Frequently Asked Questions

What makes Erlang different from other programming languages?

Erlang was designed from the ground up for concurrency, fault tolerance, and distributed computing — properties that most other languages treat as add-on features. Its lightweight process model allows millions of concurrent processes on a single machine, each completely isolated with its own memory and garbage collector. Processes communicate exclusively through asynchronous message passing, eliminating the shared-state concurrency bugs that plague languages like C++ and Java. Combined with OTP’s supervision trees and hot code swapping, Erlang provides a uniquely integrated platform for building systems that must run continuously and handle failures gracefully. While languages like Fortran were designed for numerical computation and Perl for text processing, Erlang was purpose-built for the distinct challenge of reliable concurrent systems.

Why is the “let it crash” philosophy considered good engineering?

The “let it crash” philosophy may sound reckless, but it is actually a deeply pragmatic approach to building reliable systems. Traditional error handling attempts to anticipate and recover from every possible failure within the failing component itself, leading to complex, hard-to-test code that often handles errors incorrectly.
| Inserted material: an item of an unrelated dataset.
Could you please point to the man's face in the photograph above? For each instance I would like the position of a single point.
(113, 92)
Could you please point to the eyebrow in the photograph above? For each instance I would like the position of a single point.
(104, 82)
Armstrong’s approach separates error detection from error recovery: a process that encounters an unexpected condition crashes immediately and cleanly, and a separate supervisor process — which is simpler and therefore more likely to be correct — handles the recovery by restarting the failed process from a known good state. This produces systems where the recovery mechanism is always exercised (because crashes happen regularly in any sufficiently large system), making it well-tested and reliable. The result is paradoxically more robust software with simpler, more readable code.

Is Erlang still relevant in modern software development?

Erlang is arguably more relevant today than at any point in its history. The challenges it was designed to address — massive concurrency, distributed computing, fault tolerance, and zero-downtime operation — have become the defining challenges of modern software. WhatsApp’s ability to serve billions of messages daily with a small engineering team demonstrates Erlang’s continued practical value. The BEAM virtual machine now hosts multiple languages, with Elixir bringing Erlang’s runtime strengths to a broader audience through modern syntax and tooling. The Phoenix framework has proven that BEAM-based systems can power real-time web applications with extraordinary efficiency. Furthermore, Armstrong’s design principles have influenced the broader software ecosystem: Kubernetes, microservice architectures, and actor-model frameworks across many languages all reflect ideas that Armstrong pioneered. As systems grow more distributed and the demand for reliability increases, Erlang’s core philosophy continues to guide the industry.